Hreflang is one of the more confusing aspects of technical SEO and among the most important for international businesses and publishers.
In reply to a thread on Reddit, Mueller outlines a simplified approach for publishers to follow.
Hreflang: The Problem
Hreflang is a link attribute that informs Google of the language used on a page. With that information, Google can show the page version corresponding to the language a person is searching in.
Without the hreflang attribute, Google may serve pages in a language the searcher doesn’t speak or pages specific to a country the searcher doesn’t reside.
In the r/TechSEO forum on Reddit, a user is seeking advice regarding the use of hreflang for websites in multiple countries.
They ask if they can get by with a partial implementation of hreflang. For example, they are setting up hreflang for versions of the website in the same language, such as Germany and Switzerland.
The alternative is linking all versions of all pages with hreflang, which is a considerable amount of work.
Mueller says that’s the best solution, but not exactly practical:
“In an idea [sic] world, you’d link all versions of all pages with hreflang. It would be the clean approach, however, sometimes it’s just a ton of work, and maintaining it if the sites are run individually is … good luck with that.”
Although linking every page with hreflang is the ideal solution, Mueller says it doesn’t have to be so complicated.
Hreflang: The Solution
First, Mueller suggests figuring out what needs fixing.
Identify whether a problem exists with searchers landing on the wrong site version.
If that isn’t happening, you may not need to implement hreflang.
Mueller states:
“In practice, you can simplify the problem. Where do you actually see issues with regards to people coming to the wrong country / language site? That’s where you should minimally implement hreflang (and, of course, a JS country/language recognizer / popupper to catch any direct visits). Probably a lot of that will be limited to same-language / different-country situations, so Switzerland / Germany in German may be the right place to start. Nothing breaks if you set up hreflang for 2 versions and have 4 unrelated versions.
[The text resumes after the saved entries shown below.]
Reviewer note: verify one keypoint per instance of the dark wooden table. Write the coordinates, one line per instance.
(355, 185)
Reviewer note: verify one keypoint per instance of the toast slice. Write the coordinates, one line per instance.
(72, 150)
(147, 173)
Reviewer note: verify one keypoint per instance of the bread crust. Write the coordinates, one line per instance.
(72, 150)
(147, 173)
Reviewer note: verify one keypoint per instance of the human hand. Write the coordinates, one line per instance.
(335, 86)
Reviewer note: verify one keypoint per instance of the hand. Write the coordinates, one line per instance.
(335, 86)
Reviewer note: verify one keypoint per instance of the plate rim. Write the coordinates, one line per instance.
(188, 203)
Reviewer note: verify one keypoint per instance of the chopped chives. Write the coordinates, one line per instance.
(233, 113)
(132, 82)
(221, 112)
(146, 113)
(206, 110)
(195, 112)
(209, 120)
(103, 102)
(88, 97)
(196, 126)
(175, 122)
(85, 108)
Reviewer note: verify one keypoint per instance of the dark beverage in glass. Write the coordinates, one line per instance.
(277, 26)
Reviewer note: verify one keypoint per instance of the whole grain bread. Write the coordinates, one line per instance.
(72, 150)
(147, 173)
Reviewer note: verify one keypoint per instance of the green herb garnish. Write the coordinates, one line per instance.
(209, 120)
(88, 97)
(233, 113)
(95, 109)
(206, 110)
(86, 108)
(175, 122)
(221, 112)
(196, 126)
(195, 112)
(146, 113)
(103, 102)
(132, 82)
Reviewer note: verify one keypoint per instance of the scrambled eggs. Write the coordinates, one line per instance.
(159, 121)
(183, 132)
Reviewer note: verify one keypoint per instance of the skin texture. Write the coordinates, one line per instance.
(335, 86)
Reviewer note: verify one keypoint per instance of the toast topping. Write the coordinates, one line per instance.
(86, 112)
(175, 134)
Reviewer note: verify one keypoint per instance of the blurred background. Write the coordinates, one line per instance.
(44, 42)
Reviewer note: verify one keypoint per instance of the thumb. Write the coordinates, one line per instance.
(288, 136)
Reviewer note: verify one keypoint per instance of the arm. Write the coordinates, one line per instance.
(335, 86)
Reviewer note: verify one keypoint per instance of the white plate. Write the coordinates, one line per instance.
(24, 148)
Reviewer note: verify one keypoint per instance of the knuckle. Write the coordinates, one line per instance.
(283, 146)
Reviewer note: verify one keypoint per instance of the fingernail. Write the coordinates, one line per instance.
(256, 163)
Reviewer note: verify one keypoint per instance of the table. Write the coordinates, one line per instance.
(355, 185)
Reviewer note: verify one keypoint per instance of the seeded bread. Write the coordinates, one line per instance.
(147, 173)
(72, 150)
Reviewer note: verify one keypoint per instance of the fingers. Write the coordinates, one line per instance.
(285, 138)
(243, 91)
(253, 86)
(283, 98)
If you already have these sites running, I’d check your analytics setup for traffic from Search, and compare the country where they come from vs the country that they end up on (pick one country, filter for the traffic from search, and compare the domains they end up on). If you don’t find a big mismatch there, most likely you don’t need to do a lot (or anything) for hreflang. There is no bonus for hreflang, it’s only about showing the most-fitting page in search for users in a specific country / language.”
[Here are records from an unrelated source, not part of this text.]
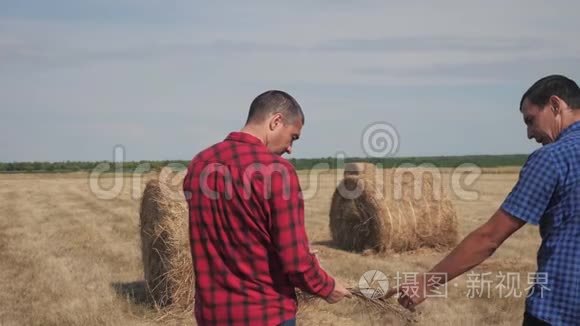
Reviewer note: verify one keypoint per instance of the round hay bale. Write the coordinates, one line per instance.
(359, 168)
(405, 213)
(165, 245)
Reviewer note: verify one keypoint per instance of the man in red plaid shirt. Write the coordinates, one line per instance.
(248, 242)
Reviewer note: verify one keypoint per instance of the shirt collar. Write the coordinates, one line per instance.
(244, 138)
(570, 129)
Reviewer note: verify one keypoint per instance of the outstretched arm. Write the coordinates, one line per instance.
(471, 251)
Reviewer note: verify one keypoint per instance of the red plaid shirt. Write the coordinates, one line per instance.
(248, 241)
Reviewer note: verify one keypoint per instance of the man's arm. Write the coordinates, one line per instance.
(290, 239)
(471, 251)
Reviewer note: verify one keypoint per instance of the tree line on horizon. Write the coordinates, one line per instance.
(484, 161)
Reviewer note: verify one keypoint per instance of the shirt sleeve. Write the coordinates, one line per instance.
(289, 234)
(537, 183)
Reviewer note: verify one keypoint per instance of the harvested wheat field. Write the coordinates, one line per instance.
(70, 258)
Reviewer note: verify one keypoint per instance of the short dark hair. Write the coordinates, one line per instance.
(272, 102)
(563, 87)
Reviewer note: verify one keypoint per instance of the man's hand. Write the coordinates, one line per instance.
(410, 294)
(338, 293)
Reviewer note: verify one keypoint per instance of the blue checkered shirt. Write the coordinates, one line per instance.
(548, 193)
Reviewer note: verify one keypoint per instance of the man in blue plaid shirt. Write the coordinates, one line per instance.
(547, 193)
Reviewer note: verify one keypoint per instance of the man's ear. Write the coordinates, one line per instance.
(555, 104)
(275, 121)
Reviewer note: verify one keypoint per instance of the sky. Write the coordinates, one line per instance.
(165, 79)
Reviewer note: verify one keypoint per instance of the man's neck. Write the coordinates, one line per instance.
(254, 131)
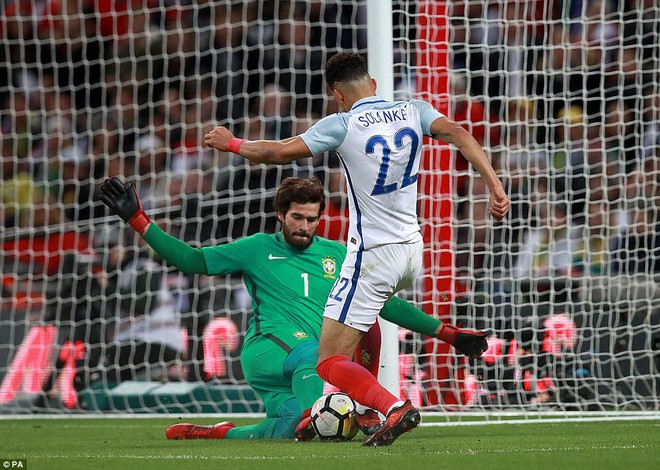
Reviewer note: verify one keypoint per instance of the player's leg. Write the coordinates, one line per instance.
(304, 386)
(367, 352)
(270, 368)
(391, 268)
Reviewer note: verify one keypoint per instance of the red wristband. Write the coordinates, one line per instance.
(234, 145)
(448, 333)
(140, 221)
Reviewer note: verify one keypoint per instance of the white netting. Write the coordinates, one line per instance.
(563, 95)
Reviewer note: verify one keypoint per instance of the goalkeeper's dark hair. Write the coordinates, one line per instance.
(345, 67)
(301, 191)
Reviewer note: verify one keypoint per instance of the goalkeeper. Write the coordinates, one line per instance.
(289, 276)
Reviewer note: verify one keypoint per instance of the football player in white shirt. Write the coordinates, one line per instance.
(379, 143)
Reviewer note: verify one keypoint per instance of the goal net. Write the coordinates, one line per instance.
(563, 96)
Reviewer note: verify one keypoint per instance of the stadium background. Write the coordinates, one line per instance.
(563, 95)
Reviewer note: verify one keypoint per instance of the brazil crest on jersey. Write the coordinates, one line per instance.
(289, 287)
(379, 143)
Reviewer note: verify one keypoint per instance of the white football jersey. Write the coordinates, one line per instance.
(379, 143)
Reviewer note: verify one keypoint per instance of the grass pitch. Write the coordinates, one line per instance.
(139, 443)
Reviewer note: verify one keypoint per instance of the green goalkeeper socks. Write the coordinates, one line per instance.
(282, 427)
(407, 316)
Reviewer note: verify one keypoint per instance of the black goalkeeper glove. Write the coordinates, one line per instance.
(471, 343)
(123, 200)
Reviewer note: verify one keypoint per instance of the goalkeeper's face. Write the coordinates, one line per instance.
(299, 223)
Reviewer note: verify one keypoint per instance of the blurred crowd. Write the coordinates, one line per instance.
(564, 95)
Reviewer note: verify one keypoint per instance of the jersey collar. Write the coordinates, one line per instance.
(367, 100)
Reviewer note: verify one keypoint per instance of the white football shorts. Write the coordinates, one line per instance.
(370, 278)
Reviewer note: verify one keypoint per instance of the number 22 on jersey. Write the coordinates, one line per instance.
(380, 187)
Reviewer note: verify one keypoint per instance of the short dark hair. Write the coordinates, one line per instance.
(301, 191)
(345, 67)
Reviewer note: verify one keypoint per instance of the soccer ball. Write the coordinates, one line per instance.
(333, 417)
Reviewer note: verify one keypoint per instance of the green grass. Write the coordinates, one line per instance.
(141, 444)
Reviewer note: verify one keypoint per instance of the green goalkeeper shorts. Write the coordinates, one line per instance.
(262, 359)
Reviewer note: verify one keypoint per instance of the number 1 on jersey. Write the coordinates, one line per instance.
(305, 277)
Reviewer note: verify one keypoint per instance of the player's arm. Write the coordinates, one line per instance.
(402, 313)
(449, 131)
(275, 152)
(123, 200)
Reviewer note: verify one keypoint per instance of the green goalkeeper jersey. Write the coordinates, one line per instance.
(289, 287)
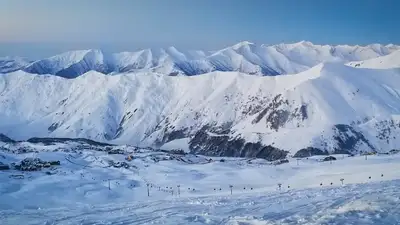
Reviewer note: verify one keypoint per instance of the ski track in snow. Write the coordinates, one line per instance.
(78, 193)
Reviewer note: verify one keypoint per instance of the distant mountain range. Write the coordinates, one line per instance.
(243, 57)
(342, 99)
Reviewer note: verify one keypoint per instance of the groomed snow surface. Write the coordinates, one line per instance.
(78, 192)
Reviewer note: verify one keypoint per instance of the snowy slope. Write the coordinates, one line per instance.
(331, 107)
(10, 64)
(243, 57)
(384, 62)
(85, 189)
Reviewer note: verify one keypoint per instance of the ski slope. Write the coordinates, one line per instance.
(78, 193)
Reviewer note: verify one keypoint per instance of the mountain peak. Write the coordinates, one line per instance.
(242, 44)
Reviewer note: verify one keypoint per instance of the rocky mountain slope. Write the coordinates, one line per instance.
(243, 57)
(328, 108)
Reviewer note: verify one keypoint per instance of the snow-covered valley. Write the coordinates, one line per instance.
(136, 138)
(92, 186)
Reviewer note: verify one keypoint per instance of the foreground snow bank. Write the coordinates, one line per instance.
(372, 203)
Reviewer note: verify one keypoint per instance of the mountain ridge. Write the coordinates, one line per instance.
(245, 57)
(330, 107)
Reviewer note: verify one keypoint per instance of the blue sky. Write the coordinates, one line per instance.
(37, 28)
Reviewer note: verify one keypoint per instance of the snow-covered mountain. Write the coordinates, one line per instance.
(10, 64)
(383, 62)
(243, 57)
(328, 108)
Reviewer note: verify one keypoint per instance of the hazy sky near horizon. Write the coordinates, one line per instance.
(37, 28)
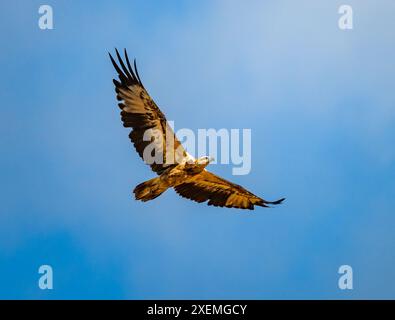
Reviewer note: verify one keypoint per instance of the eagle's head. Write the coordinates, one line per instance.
(204, 161)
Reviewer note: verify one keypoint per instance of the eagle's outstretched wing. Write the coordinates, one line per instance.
(220, 192)
(141, 113)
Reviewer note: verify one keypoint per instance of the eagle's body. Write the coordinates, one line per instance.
(187, 175)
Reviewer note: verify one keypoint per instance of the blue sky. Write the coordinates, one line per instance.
(319, 101)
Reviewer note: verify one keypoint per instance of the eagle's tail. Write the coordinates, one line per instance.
(150, 189)
(264, 203)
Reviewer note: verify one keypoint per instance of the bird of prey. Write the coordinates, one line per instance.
(187, 175)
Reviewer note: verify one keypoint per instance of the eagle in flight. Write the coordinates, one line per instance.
(187, 175)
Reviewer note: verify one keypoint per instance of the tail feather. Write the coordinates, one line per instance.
(275, 202)
(149, 190)
(264, 203)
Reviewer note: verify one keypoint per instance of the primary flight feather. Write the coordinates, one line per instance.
(187, 175)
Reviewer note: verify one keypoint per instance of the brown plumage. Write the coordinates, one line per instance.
(176, 168)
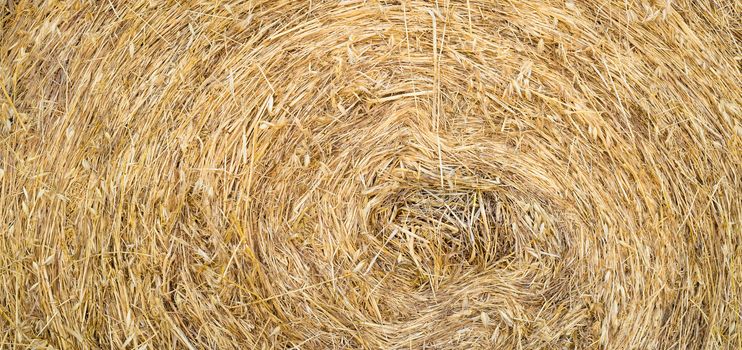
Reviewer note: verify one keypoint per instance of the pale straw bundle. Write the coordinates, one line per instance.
(370, 174)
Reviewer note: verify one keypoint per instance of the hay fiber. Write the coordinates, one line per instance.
(466, 174)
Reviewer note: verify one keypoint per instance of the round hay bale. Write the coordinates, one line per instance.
(370, 174)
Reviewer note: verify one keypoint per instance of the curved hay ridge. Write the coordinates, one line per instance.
(381, 174)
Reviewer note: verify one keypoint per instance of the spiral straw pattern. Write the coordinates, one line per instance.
(370, 174)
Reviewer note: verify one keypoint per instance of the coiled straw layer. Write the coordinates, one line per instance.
(370, 174)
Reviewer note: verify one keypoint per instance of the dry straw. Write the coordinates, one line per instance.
(370, 174)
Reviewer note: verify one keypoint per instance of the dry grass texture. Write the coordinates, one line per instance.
(370, 174)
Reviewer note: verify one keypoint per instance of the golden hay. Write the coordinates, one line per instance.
(371, 174)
Next, look at which pages searchers are landing on. One of the most likely mistakes Google can make is serving the wrong version of a website’s homepage.
Since brand names aren’t localized, Google doesn’t always know which version of a homepage to serve if that’s all a user types into the search box.
If you find searchers are landing on the wrong homepage, but there are no issues with other pages, you can get by with a partial implementation of hreflang.
Mueller states:
“When checking, focus on the most likely mistakes first: same-language / different-country sites is one, but there’s also homepage traffic. Often times a brand name is not localized, so when people search for it, it’s unclear to search engines what the expectation is. If you find a lot of mismatches on the homepage but not elsewhere in the site, you can also just do hreflang across the homepages (that’s often easier than all pages in a site). Or you could do a combination, of course, all homepages + all German-language pages. Hreflang is on a per-page basis, so the beauty (and curse) is that you can pick & choose.”
Lastly, Mueller reiterates that it’s possible to save a lot of time with hreflang by checking to see if there’s a genuine problem.
Google may serve the correct versions of pages all on its own, in which case you don’t gain anything by adding hreflang.
“In any case, before you rush off and work on this for a year, double-check that it’s an actual problem first, and if so, check where the problem is. Maybe there are super-simple solutions (maybe you just need a country/language popup and don’t even need the rest?), and you can spend your time more wisely elsewhere.”
Think of hreflang as a tool to utilize when needed. You can prioritize other tasks if there’s no need for it.